Keeping it Open: Rethinking Open Source Part 2

2021 is a year of rethinking. In March, this year, I thought about closing the source code of some of my Open-Source libraries in the first “Rethinking Open Source” post. Now, I think it is a mistake. At the very least, the pitch-detection code should remain open. And indeed, while I said that the pitch-detection source code will be closed by mid-April, it never happened. It is my gift to the world, and it shall remain open.

One rationale for closing the project is, quoting my previous post: “My code is heavily tuned for a very specific purpose: the multichannel guitar, and I no longer have time to provide support for other use-cases.” But that is not necessarily a problem if there’s a community behind it, as most of my previous Open-Source projects had. So, this month, I am reaching out to interested parties in the hope of starting a small group with interest in the libraries and willing to collaborate in further development. If you are interested, email me, or send me a message via Discord or Facebook, and let’s work something out.

I’ll need help in a couple of areas. One is documentation. I value good documentation and I am sorely lagging! Another is testing. I have a good set of tests, but you just can’t have enough tests! And, as I said, my tests are limited to the multichannel guitar. I’d love to go beyond that.
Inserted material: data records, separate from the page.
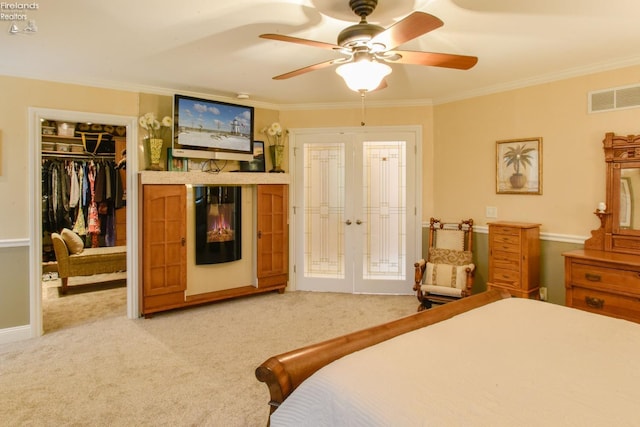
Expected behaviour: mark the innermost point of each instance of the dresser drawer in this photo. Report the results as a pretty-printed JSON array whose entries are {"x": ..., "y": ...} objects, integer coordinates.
[
  {"x": 605, "y": 303},
  {"x": 506, "y": 277},
  {"x": 505, "y": 260},
  {"x": 506, "y": 247},
  {"x": 508, "y": 239},
  {"x": 504, "y": 230},
  {"x": 600, "y": 277}
]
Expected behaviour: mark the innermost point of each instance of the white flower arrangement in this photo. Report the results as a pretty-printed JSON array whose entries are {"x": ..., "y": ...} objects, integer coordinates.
[
  {"x": 274, "y": 133},
  {"x": 153, "y": 126}
]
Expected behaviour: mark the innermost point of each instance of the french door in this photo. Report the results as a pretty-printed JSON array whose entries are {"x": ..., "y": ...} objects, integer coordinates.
[{"x": 356, "y": 210}]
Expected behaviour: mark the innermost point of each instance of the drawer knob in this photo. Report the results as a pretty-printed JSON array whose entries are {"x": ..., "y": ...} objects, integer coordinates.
[
  {"x": 594, "y": 302},
  {"x": 593, "y": 277}
]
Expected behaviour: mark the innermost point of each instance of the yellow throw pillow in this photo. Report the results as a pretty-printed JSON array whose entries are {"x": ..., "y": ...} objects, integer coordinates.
[{"x": 73, "y": 241}]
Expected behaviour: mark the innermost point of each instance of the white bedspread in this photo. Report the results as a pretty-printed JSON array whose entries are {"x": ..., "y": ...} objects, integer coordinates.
[{"x": 515, "y": 362}]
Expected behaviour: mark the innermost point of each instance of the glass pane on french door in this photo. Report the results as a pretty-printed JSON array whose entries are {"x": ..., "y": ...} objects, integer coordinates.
[
  {"x": 354, "y": 231},
  {"x": 384, "y": 217}
]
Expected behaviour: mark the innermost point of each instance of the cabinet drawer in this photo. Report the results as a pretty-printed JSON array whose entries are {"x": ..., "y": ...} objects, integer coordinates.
[
  {"x": 594, "y": 276},
  {"x": 507, "y": 247},
  {"x": 504, "y": 230},
  {"x": 605, "y": 303},
  {"x": 506, "y": 277},
  {"x": 506, "y": 256}
]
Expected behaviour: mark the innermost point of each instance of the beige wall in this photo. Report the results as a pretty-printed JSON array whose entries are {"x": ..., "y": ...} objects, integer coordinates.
[
  {"x": 17, "y": 96},
  {"x": 573, "y": 159}
]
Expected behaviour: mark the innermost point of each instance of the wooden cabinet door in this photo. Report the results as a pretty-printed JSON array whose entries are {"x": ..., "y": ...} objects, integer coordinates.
[
  {"x": 273, "y": 235},
  {"x": 164, "y": 242}
]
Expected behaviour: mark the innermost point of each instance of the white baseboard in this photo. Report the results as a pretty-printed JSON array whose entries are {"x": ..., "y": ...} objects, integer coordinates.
[{"x": 14, "y": 334}]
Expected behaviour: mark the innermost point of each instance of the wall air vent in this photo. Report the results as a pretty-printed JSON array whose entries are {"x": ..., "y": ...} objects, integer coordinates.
[{"x": 618, "y": 98}]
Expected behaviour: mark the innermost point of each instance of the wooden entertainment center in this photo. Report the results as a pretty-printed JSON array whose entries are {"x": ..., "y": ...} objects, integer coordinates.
[{"x": 164, "y": 238}]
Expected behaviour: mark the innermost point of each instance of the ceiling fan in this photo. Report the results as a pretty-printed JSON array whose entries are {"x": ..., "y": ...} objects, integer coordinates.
[{"x": 368, "y": 47}]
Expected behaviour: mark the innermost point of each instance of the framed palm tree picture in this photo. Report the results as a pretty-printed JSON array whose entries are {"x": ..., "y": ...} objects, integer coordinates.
[{"x": 519, "y": 166}]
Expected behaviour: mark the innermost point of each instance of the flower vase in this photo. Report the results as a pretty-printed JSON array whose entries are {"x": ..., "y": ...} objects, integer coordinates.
[
  {"x": 154, "y": 148},
  {"x": 277, "y": 152}
]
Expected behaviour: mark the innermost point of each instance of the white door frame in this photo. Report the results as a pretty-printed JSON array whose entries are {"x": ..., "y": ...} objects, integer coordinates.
[
  {"x": 298, "y": 180},
  {"x": 36, "y": 115}
]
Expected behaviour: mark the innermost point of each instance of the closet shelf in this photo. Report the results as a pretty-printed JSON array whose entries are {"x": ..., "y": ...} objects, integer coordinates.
[{"x": 78, "y": 155}]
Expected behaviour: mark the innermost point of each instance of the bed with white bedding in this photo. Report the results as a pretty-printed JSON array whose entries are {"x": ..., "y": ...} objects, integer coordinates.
[{"x": 490, "y": 361}]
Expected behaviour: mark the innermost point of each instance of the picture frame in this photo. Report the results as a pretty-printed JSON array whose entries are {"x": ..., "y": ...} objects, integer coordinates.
[
  {"x": 176, "y": 164},
  {"x": 519, "y": 166},
  {"x": 258, "y": 162}
]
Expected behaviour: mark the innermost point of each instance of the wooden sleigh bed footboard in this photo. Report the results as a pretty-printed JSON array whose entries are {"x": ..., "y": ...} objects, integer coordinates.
[{"x": 285, "y": 372}]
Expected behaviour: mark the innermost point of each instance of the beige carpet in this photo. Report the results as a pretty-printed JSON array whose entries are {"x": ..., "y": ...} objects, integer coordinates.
[{"x": 192, "y": 367}]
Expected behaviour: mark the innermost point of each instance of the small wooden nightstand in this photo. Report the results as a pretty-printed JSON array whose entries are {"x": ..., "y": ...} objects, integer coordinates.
[{"x": 514, "y": 258}]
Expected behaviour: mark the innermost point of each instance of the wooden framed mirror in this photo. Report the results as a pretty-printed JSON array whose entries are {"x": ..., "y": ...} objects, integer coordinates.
[{"x": 620, "y": 222}]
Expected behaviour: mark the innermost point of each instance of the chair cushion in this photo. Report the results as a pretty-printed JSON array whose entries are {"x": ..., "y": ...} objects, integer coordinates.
[
  {"x": 447, "y": 275},
  {"x": 73, "y": 241},
  {"x": 441, "y": 290},
  {"x": 450, "y": 239},
  {"x": 449, "y": 256}
]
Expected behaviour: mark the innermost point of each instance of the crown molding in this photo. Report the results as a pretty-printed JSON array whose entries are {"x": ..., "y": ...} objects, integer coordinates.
[
  {"x": 546, "y": 78},
  {"x": 488, "y": 90}
]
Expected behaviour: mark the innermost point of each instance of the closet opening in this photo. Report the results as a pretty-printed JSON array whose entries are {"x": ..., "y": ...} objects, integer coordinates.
[{"x": 83, "y": 221}]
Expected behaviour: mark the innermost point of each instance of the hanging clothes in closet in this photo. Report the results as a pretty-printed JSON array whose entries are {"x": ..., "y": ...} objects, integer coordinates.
[{"x": 81, "y": 195}]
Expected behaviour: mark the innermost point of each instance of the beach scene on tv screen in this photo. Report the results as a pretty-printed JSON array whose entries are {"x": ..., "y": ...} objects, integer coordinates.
[{"x": 214, "y": 125}]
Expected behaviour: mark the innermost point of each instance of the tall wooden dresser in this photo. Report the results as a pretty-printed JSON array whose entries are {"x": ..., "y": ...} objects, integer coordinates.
[
  {"x": 514, "y": 258},
  {"x": 604, "y": 277}
]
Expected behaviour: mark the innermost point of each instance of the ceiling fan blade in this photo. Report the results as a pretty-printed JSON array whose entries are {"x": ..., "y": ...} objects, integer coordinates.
[
  {"x": 304, "y": 70},
  {"x": 297, "y": 40},
  {"x": 414, "y": 25},
  {"x": 446, "y": 60}
]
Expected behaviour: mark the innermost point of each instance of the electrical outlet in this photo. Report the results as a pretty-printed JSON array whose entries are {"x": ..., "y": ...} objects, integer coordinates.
[
  {"x": 543, "y": 293},
  {"x": 491, "y": 212}
]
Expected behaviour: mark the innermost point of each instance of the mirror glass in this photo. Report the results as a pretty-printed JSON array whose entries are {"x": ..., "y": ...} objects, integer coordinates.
[{"x": 629, "y": 216}]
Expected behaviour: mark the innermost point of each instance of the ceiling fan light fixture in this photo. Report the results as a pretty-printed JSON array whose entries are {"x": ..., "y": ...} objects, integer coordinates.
[{"x": 363, "y": 76}]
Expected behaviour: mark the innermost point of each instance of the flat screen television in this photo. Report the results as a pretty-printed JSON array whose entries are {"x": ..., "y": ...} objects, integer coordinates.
[{"x": 208, "y": 129}]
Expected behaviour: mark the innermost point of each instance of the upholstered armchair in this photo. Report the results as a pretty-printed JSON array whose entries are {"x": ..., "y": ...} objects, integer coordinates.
[{"x": 447, "y": 272}]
Of course, I also welcome additional hands willing to do some coding. For example, it came to my attention that the pitch-detection code is not performant enough on small microcontrollers because it requires a CPU intrinsic function (__builtin_popcount) that is only available on more advanced architectures, and implementing the intrinsic function in straight C++ is much slower. I do have a newer pitch-detection algorithm that is potentially more performant and does not require such special code. Right now, I have the new pitch-detection code in a private repository, including an excellent algorithm for onset detection, and cool things like cross-talk elimination. I’d gladly share the code to a small group of people willing to contribute back some time to further develop the code, as well as testing and of course, documentation.

If there’s sufficient interest, and if a small community forms, I can probably be swayed to open the code. Tell me what you think! Let’s see how it goes. Consider this a trial balloon.